Mitt Romney's not only telling opportunistic lies about his meeting with the lat Glen Doherty. He is also lying when he talks about his fantasy land tax plan. Simple math demonstrates that the numbers do not add up. Even elementary school level math proves it easily if one adds it a 20% tax cut across the board and massive increases in military spending - spending at levels even the Pentagon has not requested. A column in the Washington Post looks at Romney's dishonest approach to tax policy - his lies, if you will - that he repeated again during last week's debate. The fact that most in the mainstream news media are not hammering Romney on this issue is akin to the same abandonment of journalistic responsibility that got the nation in the fool's errand known as the Iraq War. Liars need to be exposed to protect the nation's well being. Here are some column excerpts:
I’ve said this before, but Mitt Romney’s new formulation of his tax plan — one he used at the debate, and which he repeated to Wolf Blitzer yesterday — makes it absolutely clear that he’s lying about something. You don’t need complicated Tax Policy Center analysis, or for that matter anything beyond basic logic, to see why his pledge of revenue neutrality doesn’t jibe with what he’s saying. Here’s his quote to Blitzer:
“Well, I’ve made it pretty clear that my principles are, number one, simplify the code; number two, create incentives for small businesses and large businesses to grow; number three, don’t reduce the burden on high income taxpayers; and number four, remove the burden somewhat from middle income people.”Now, in real life, we know that Romney’s actual specific pledges would yield a big tax cut for the rich. But even if you accept this version of Romney’s plan — even if you accept that Romney would cut the wealthy’s tax rates, and then offset that by taking away loopholes and deductions the rich enjoy — the overall math of his plan simply can’t work.

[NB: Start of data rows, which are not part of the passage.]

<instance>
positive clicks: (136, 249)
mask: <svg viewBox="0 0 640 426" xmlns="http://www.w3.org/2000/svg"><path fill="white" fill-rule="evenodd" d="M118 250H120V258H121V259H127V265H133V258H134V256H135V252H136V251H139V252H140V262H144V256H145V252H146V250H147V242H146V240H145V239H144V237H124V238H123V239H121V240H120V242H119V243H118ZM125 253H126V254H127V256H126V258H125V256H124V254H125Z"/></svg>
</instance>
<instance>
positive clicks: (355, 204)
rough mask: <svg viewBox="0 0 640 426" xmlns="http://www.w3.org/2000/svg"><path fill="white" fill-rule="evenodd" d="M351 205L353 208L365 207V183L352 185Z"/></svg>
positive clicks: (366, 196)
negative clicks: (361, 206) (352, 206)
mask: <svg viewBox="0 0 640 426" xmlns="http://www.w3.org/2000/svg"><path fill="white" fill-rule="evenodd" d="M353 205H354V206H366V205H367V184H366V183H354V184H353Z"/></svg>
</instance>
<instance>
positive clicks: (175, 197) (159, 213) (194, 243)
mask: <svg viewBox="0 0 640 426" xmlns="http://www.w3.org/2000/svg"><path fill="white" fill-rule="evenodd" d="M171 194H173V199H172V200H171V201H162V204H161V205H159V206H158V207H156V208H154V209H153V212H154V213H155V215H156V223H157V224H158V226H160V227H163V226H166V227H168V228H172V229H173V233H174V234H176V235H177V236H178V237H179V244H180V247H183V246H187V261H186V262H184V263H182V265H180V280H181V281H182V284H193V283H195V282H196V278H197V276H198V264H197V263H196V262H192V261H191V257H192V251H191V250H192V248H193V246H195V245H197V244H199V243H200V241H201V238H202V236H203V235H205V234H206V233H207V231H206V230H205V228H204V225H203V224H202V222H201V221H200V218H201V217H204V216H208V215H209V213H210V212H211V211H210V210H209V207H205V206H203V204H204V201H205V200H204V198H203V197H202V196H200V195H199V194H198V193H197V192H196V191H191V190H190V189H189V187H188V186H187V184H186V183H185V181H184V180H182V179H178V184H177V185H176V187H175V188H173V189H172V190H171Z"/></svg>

For some people, Romney says he’ll keep taxes the same. For everyone else, he’ll lower them.
I’ll repeat that just to make sure everyone gets it. Some have the same taxes; some have less. I’ll even put Romney’s pledge in equation form, for those mathematically inclined:
0 + (-X) = 0, where X > 0That simply can’t work. Romney can’t do what he says and yet keep revenues the same. At least, not unless he’s using one of those spells that Hermione bothered learning while everyone else was hanging out on the Quidditch pitch.

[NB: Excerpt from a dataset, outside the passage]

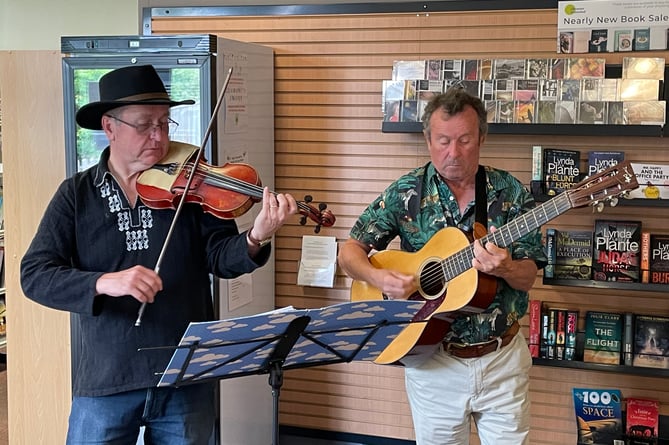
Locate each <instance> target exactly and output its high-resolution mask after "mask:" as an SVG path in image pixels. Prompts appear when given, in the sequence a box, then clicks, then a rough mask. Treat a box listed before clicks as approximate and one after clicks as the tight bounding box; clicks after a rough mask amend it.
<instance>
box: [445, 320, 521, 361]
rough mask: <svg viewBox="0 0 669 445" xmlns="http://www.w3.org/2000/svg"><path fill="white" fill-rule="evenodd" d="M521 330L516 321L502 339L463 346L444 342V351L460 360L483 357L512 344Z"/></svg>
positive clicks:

There’s just no excuse for reporters to ignore this glaring, central impossibility. Hey, reporters! Next time you interview Mitt Romney and he repeats this formula about lower taxes for some and the same taxes for everyone else, ask him how that goes with his pledge that he won’t increase the deficit with his tax plan.
And while you’re at it, push him on the real key question: if it turned out that his fantasy math falls short and the experts are correct, what would he give up: the big cut in rates? Tax levels for the middle class? Or revenue neutrality? It has to be one of them. Because not even Dumbledore could make Romney’s basic “principles” work.